We have a data capture system that is connected to a very fast 10TB raid 0 jbod.
We receive 4 MiB data buffers at approximately 1.25 GB/s which are written to a sequential file which was opened with fopen, 10 GiB is fallocate'd, and written to with fwrite. every 10 GiB we fflush then fallocate gets another 10 GiB. Lastly it's closed after capture is complete with fclose.
The problem is that while the capture is underway, we can see /proc/meminfo MemFree drop, and Cached shoot up - i.e. the fflush seems to do nothing. This proceeds until we have about 200 MiB MemFree in the system, and now the data rate becomes extremely spikey, which causes our capture to fail.
We were hoping that the spikes would fall around the 10 GiB when we call fflush, but it just doesn't seem to do anything. The file isn't flushed until we call fclose.
Any reason for this behavior? using setvbuf(hFile, NULL, _IONBF, 0) doesn't seem to have any effect either.

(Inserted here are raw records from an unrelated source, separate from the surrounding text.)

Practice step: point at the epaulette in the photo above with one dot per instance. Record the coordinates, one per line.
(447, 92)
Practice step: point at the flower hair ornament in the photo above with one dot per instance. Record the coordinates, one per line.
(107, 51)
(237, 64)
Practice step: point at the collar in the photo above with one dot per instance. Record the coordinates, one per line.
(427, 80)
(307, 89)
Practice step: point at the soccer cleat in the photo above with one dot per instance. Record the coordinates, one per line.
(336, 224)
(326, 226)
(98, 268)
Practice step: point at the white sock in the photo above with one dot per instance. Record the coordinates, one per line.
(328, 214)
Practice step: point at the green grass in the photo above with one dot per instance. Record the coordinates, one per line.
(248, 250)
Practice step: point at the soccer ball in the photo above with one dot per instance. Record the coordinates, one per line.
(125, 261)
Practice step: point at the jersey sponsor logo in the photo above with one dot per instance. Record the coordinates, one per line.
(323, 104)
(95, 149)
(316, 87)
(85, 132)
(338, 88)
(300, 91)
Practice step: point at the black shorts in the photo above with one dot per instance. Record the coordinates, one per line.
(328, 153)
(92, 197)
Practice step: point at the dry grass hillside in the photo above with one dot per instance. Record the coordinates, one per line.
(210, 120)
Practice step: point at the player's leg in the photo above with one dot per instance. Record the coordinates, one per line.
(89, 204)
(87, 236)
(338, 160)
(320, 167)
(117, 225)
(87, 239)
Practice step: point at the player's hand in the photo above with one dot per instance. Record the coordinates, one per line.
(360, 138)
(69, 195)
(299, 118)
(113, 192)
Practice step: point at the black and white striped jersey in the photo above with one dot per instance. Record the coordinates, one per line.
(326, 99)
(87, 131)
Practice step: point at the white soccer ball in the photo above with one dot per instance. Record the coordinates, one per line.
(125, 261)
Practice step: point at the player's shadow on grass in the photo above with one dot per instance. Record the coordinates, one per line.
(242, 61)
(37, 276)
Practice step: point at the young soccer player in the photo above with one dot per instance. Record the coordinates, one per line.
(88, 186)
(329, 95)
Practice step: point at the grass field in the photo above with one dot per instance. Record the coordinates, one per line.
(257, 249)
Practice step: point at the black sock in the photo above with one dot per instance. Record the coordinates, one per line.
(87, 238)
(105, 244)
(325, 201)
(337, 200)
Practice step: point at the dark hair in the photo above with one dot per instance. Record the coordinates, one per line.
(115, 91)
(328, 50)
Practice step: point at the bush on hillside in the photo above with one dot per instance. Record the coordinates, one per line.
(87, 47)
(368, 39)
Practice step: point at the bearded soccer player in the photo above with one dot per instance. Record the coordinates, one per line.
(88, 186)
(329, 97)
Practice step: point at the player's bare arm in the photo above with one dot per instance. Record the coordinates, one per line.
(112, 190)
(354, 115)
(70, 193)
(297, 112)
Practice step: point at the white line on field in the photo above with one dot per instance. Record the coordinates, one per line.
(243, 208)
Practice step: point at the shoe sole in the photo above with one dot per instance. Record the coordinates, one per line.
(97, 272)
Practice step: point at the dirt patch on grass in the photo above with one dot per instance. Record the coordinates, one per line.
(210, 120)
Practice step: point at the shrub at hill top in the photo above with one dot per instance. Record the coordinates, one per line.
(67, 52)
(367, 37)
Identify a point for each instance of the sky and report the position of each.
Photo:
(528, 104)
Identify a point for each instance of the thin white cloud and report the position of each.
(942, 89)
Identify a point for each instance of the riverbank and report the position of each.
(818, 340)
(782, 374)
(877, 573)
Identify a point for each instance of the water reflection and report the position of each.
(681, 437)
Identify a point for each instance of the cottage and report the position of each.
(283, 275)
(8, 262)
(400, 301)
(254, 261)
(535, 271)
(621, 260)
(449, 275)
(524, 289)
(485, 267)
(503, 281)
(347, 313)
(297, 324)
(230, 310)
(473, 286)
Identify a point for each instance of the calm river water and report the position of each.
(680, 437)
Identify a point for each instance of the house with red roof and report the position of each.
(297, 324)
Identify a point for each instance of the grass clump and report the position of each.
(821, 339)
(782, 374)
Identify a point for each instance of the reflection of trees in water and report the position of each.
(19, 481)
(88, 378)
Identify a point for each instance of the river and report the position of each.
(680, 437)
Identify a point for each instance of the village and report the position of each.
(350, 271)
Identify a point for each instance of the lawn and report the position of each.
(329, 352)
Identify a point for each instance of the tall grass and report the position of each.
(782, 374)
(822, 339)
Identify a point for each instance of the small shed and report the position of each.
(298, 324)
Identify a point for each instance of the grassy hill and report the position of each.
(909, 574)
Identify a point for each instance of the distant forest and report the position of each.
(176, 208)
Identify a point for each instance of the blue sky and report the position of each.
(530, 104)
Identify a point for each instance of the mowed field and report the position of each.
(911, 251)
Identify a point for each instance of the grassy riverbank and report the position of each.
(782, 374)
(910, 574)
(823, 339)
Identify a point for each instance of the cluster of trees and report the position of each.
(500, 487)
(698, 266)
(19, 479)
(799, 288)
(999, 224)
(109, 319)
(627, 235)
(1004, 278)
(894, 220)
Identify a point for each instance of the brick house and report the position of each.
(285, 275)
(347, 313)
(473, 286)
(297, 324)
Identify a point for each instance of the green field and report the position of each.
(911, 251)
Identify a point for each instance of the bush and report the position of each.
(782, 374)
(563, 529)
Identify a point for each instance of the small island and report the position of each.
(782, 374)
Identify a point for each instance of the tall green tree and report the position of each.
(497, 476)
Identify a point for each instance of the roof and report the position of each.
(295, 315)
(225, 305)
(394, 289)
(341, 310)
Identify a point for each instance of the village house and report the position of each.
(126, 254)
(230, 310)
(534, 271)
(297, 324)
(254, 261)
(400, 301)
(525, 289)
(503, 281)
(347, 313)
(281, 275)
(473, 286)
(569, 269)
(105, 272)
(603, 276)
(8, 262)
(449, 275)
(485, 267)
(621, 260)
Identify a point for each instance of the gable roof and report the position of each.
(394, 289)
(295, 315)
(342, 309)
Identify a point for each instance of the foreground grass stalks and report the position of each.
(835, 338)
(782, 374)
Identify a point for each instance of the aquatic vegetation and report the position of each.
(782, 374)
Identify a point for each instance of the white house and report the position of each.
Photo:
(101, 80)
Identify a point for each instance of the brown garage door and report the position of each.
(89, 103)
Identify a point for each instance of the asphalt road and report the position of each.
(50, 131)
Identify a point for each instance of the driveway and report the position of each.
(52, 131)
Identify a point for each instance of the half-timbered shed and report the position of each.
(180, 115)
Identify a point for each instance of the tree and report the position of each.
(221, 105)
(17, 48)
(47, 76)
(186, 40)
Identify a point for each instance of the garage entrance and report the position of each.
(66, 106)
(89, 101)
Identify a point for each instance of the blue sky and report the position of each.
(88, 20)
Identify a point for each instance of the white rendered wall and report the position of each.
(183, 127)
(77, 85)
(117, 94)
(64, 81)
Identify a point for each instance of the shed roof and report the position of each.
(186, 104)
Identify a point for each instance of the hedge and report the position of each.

When you see your free memory drop, that's your OS writing to its buffer cache (essentially, all available memory). In addition, stdio's fwrite()
is buffering on its own. Because of this, there's some resource contention going on. When your OS hits the upper limits of available memory, this resource contention causes slower writes and high memory utilization. The bottleneck causes you to miss data captures.
Since you are managing your own buffer, it would be possible to use write()
with O_DIRECT
to avoid all this buffering.